Updated 30 January 2026

The paper presents OCCAM as a noise-weighted cross-correlation technique that rapidly distinguishes lensed and unlensed gravitational wave signals.
It leverages matched-filter templates and detector noise PSDs to compute a normalized statistic for low-latency candidate pre-selection.
OCCAM outperforms traditional methods with superior detection metrics (AUC ≳ 0.98) and scalable multi-detector performance.

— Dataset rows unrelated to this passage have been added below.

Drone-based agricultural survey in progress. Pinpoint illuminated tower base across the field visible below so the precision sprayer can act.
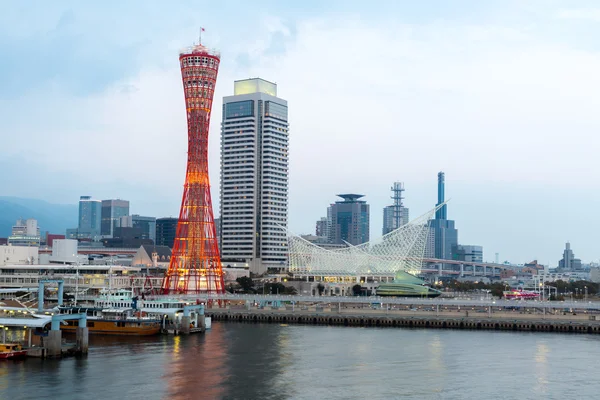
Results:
[162,45,225,294]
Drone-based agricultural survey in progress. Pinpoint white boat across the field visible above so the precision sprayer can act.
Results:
[89,289,211,333]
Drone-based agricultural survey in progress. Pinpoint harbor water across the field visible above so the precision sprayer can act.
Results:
[0,322,600,400]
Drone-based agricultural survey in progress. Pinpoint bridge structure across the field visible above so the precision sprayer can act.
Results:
[39,247,139,257]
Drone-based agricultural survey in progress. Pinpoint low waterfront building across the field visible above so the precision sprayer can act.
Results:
[0,244,39,266]
[132,244,171,269]
[8,218,41,246]
[452,244,483,262]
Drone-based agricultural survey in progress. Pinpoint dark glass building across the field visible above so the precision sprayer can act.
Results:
[101,199,129,238]
[328,194,369,246]
[156,218,179,249]
[430,172,458,260]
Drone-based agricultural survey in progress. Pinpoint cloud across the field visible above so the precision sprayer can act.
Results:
[556,8,600,21]
[0,3,600,261]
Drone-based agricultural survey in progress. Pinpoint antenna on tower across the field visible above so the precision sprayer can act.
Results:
[198,27,204,44]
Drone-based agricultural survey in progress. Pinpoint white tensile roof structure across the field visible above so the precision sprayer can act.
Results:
[288,203,445,276]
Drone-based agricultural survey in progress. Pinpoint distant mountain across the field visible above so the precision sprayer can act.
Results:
[0,196,79,237]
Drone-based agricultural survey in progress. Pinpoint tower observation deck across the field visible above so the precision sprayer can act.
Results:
[162,44,225,294]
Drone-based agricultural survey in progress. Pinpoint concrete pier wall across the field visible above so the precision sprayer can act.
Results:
[207,310,600,334]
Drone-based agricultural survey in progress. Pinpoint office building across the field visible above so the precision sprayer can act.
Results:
[327,194,369,246]
[426,172,458,260]
[0,244,39,266]
[558,242,582,271]
[100,199,129,238]
[113,214,156,244]
[7,218,41,246]
[155,218,178,249]
[315,217,330,239]
[102,226,154,249]
[453,244,483,262]
[46,233,66,247]
[219,78,288,274]
[382,182,409,235]
[77,196,102,241]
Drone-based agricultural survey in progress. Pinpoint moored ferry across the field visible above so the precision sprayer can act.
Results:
[0,343,27,360]
[59,307,161,336]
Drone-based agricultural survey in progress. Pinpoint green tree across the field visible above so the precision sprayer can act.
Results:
[235,276,254,293]
[283,286,298,294]
[264,282,285,294]
[317,283,325,296]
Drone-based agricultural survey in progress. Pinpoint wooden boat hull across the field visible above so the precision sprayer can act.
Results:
[0,350,27,360]
[60,319,161,336]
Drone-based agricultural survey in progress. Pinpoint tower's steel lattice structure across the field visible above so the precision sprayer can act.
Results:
[288,203,438,276]
[162,44,225,294]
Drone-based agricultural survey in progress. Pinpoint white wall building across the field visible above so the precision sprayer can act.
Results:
[0,245,39,266]
[220,78,288,273]
[8,218,40,246]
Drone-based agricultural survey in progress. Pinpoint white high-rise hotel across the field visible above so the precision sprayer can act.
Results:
[220,78,288,273]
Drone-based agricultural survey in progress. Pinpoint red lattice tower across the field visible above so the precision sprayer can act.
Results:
[162,44,225,294]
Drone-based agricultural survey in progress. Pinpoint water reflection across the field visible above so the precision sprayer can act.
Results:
[534,341,550,393]
[163,324,227,400]
[0,323,600,400]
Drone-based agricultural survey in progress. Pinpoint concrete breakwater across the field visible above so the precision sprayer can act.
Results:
[206,309,600,334]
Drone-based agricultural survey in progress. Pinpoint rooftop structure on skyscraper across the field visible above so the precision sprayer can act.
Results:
[383,182,409,235]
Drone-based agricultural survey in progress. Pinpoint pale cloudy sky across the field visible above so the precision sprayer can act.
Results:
[0,0,600,265]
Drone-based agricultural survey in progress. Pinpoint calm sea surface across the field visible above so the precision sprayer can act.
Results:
[0,322,600,400]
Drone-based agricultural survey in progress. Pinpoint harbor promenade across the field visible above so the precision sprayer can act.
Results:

Optimal Cross-Correlation Analysis for Multiplets (OCCAM) is a noise-weighted, optimal cross-correlation technique for the rapid identification of strongly lensed gravitational wave (GW) event pairs, specifically those resulting from compact binary coalescences (CBCs). By leveraging matched-filter templates and measured detector noise power spectral densities (PSDs), OCCAM offers a computationally efficient and mildly model-dependent method for discriminating lensed and unlensed event pairs, enabling low-latency pre-selection in large GW datasets and thus facilitating downstream application of higher-latency, more computationally intensive algorithms (Kopty et al., 29 Jan 2026).

1. Motivation and Context in Gravitational Wave Lensing Searches

The detection of strongly lensed GW pairs is of significant astrophysical interest as strong lensing causes multiple GW "images" with identical waveforms but distinct amplitudes, time delays, and discrete phase changes (Morse factors). The increasing sensitivity of GW observatories such as Advanced LIGO and Virgo makes the identification of such events an emerging necessity. However, the principal challenge lies in efficiently isolating candidate lensed pairs from a vast trigger set, given that existing approaches either demand extensive computational resources or are limited in their efficacy, especially for low-to-moderate signal-to-noise ratio (SNR) events.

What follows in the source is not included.